Sometimes technology will change people's behavior in major ways. Other times the technology will be adapted to basic behavior (but may result in subtle changes). In the latter category is the use of computer laptops in the classroom, as related in this Wall Street Journal story: The Laptop Backlash:
Dennis Adams, a computer-systems professor at the University of Houston, was thrilled a few years ago when his school began providing laptop computers to incoming students and set up wireless Internet access in classrooms. But in the past year, his enthusiasm has turned to dismay.

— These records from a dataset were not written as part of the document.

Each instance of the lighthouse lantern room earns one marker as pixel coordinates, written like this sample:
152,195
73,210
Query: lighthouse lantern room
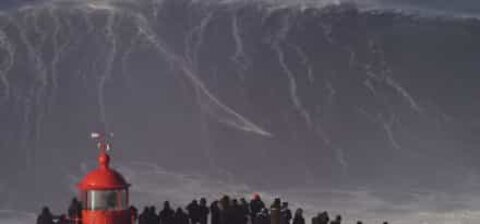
104,191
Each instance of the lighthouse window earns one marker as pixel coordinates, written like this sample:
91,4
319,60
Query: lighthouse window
106,200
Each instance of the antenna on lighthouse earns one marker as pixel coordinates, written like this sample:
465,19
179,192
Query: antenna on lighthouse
103,141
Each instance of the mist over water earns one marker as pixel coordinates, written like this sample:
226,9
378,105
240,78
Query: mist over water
354,108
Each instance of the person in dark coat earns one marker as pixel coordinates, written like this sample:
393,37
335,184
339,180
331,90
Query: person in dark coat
203,211
225,210
181,217
143,217
194,212
245,210
298,218
167,214
323,218
237,214
215,213
338,220
45,217
152,217
62,219
256,205
285,214
262,217
133,214
75,211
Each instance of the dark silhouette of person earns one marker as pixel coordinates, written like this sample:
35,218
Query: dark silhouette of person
133,214
62,219
143,217
245,210
167,214
152,216
256,205
316,219
298,218
45,216
225,210
194,212
74,211
338,220
203,211
285,214
323,218
215,213
236,212
262,217
181,217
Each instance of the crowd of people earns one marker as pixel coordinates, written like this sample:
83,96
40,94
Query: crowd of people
224,211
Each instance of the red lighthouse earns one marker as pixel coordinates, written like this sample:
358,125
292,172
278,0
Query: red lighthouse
104,191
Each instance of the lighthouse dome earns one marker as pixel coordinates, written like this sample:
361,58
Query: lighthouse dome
103,178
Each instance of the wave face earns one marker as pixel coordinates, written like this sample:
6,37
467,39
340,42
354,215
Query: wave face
331,97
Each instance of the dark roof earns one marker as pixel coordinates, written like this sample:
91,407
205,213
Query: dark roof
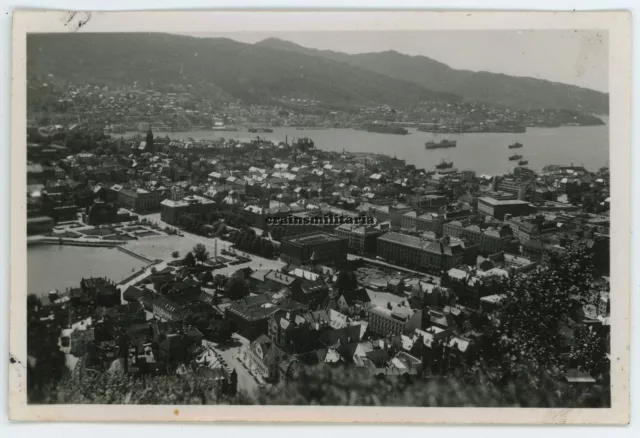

A recent visit to his class -- where about half the 26 students are using laptops -- explains why. While Prof. Adams lectures, five students use an online chat room to post comments on his lecture, on classroom stragglers, and on the meaning of his discussion questions. Another student spends nearly two-thirds of the three-hour class playing computer chess, instant messaging and viewing photos of a fraternity party posted on the Web. Meanwhile, 23-year-old Mike Fielden buys a pair of sneakers on eBay.
The story goes on to talk about how wide spread the problem is - and how universities faced a similar problem earlier.
The unintended consequences of wiring up classrooms echo an earlier rash of problems after colleges provided high-speed Internet access to dorm rooms. The hope then was that students would use the Internet for research and homework. Instead, many students wasted lots of time sending instant messages and illegally exchanging music files.
Guess what -- college students don't always pay attention in class. And they think that listening to tunes is cooler than doing homework. Why should this surprise anyone? After all, I'm sure many of us sat through enough boring lectures to understand this phenomena (and may have, as in my case, give a few boring lectures as well). And how many of you even today sit in a boring conference checking your emails and surfing the web at your laptop while the speaker drones on.
The answer isn't to ban the technology - which some universities have tried.
But it isn't that easy. When UCLA's Anderson School of Management installed wireless-blocking technology in its classrooms two years ago, the effort disrupted network use in offices and halls as well. Last June, a faculty committee concluded that stopping the signals amounted to a technology arms race that couldn't be won and yanked out the blockers. After all, the panel reasoned, merely blocking wireless computer networks wouldn't stop cellphones with Internet access.
The answer -- and here is where the subtle change in behavior comes in -- is better presentations.
Some professors have responded to the prevalence of networked computers in class by changing their teaching styles. The University of Houston's Prof. Adams, for instance, now peppers his lectures with enough questions to reduce students' Web surfing. When he is discussing a particularly complex subject, he says, he tells students to close their laptops.
If laptops in the class room have the ultimate effect of forcing professors to teach better, then I would say the digital revolution has really paid off.